皇上沉默了,他看着自己惊才绝艳的这位姑母,由衷地笑起来。
大长公主从不曾让他、让大熠失望过。
“既然姑母都如此说,朕便准了。阿兰啊,削爵的圣旨一下,可再没了回旋的余地。”
皇上这话,又让甫安伯暗吐一口老血。
不过听王澧兰叩头谢恩,“臣叩谢皇上。”
这削爵之事已然是板上钉钉,心里终究好过了些,总算是让王澧兰落到了应有的下场。
正当他神清气爽地暗暗得意时,倏地感受到了大长公主充满压迫的视线,让他身体一紧。
心底一下升起不好的预感。
“事情要一桩桩论,阿兰重伤宋海泉的罪已经罚了,宋海泉侮辱井姑娘之罪也该来算算了。”
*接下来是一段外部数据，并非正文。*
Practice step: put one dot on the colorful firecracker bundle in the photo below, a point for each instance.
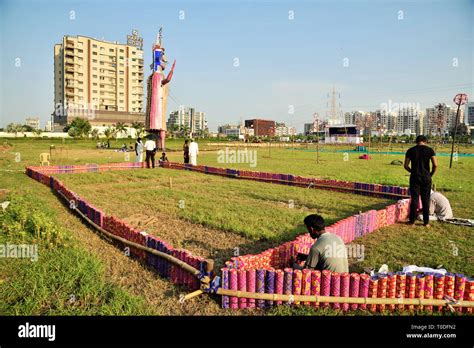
(348, 229)
(289, 281)
(84, 168)
(376, 190)
(268, 271)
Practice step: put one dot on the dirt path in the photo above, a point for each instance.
(136, 278)
(201, 240)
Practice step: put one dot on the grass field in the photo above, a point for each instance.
(83, 274)
(240, 214)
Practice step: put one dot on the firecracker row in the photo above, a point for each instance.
(290, 281)
(119, 228)
(375, 190)
(267, 272)
(348, 229)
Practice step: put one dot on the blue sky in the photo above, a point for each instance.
(283, 63)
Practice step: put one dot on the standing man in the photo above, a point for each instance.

果然,王澧兰失了爵位,大长公主怎可能轻易放过宋海泉。
满朝文武都有种等着看宋家如何收场的好戏,看大长公主如何大显神威。
“井姑娘乃皇上看重之人才,有心提拔令郎拜师学习,令郎既不尊师,反出言相辱,此乃不敬之罪,甫安伯说说看大不敬之罪按律当如何罚?”
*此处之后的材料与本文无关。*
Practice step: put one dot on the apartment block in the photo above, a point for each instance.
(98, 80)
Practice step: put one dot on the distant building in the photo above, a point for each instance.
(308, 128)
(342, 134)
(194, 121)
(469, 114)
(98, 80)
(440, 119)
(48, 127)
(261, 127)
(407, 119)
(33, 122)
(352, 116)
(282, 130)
“这,小儿不过是口无遮拦说了几句混账话而已,并未对井姑娘造成什么实质伤害,更遑论大不敬了。王公子刚刚被削去爵位,大长公主也不能把气撒我儿头上。”
甫安伯嘴巴倒是快,削爵的圣旨都还没下,就已经改称呼为王公子了。
大长公主轻哼了一声,“甫安伯不必转移重点,满朝文武皆在面前,我们就事论事。令郎对井姑娘的侮辱是真,受罚自也是理所应当。”
“不过几句话,又没伤着她什么……”
“女子最重名节,令郎所为非身体之伤,却伤在心、在名声。井姑娘性情豁达,若换做柔弱些的女子便是被逼得自尽也非没有发生过这种事。”
大长公主说着突然又扔出一本册子,众人眼皮皆是一颤,这又是什么惊世骇俗的东西?
甫安伯此时满头虚汗,也顾不得难堪,捡起册子翻看,脸色顿时惨白如纸。
“这还仅仅是五年内发生的事,本宫不过简单派人调查便查到了这么多,你宋家根本连隐藏都懒得隐藏,不知是令郎做下的恶事太多藏不过来,还是仗着皇亲国戚之尊有恃无恐。”
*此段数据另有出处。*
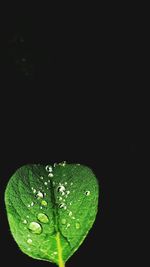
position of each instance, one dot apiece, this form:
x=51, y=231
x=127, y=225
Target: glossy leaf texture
x=51, y=209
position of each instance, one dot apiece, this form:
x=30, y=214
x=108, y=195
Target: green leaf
x=51, y=209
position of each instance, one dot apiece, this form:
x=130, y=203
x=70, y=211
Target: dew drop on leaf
x=62, y=206
x=43, y=203
x=43, y=218
x=70, y=213
x=63, y=221
x=61, y=189
x=39, y=195
x=77, y=225
x=50, y=174
x=35, y=228
x=49, y=168
x=29, y=241
x=87, y=193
甫安伯此时是真的被吓怕了,宋海泉接过那册子看了两眼,也是被震得身体微颤。
甫安伯一下子跪下来,连声哭求,“求皇上看在海泉年幼无知,宋家就他这一根独苗苗的份上,饶恕他这一回吧。”
大长公主不急不缓地笑了一声,“独苗?你的弟弟不也有个儿子,哪儿算什么独苗。”
甫安伯一噎,脸涨成了猪肝色。
他是有个弟弟,但那弟弟是后母之子,与他和帝太后非一母所生,根本不曾放在眼里。
太监总管江广德已经将那册子呈给了皇上,皇上越看脸色越沉,猛地将册子往甫安伯身上一砸,怒不可遏。
“看看你好儿子都做了些什么!说别人嚣张跋扈,你们才是那吃人的凶兽!”
那册子上琳琅满目的全是宋海泉曾调戏、甚至强占过的良家妇女,有不下五位受不住屈辱自戕,还有的被夫家厌恶赶出家门。
下场无一不凄惨。
宋海泉好色皇上知道,但也不过以为他喜欢眠花宿柳罢了,却不想好人家的女子也不放过。
确如大长公主所说,这些事都不算隐秘,毕竟这等风流韵事也算不得什么稀奇,在权贵子弟中很常见。
即便被人知晓也无伤大雅,反而会被戏笑一句‘风流公子’。
偏偏在今天这个场合被公之于众地揭露开,大长公主和皇上都憋着气,这事一摊开,本来没多大的事也会被无限扩大。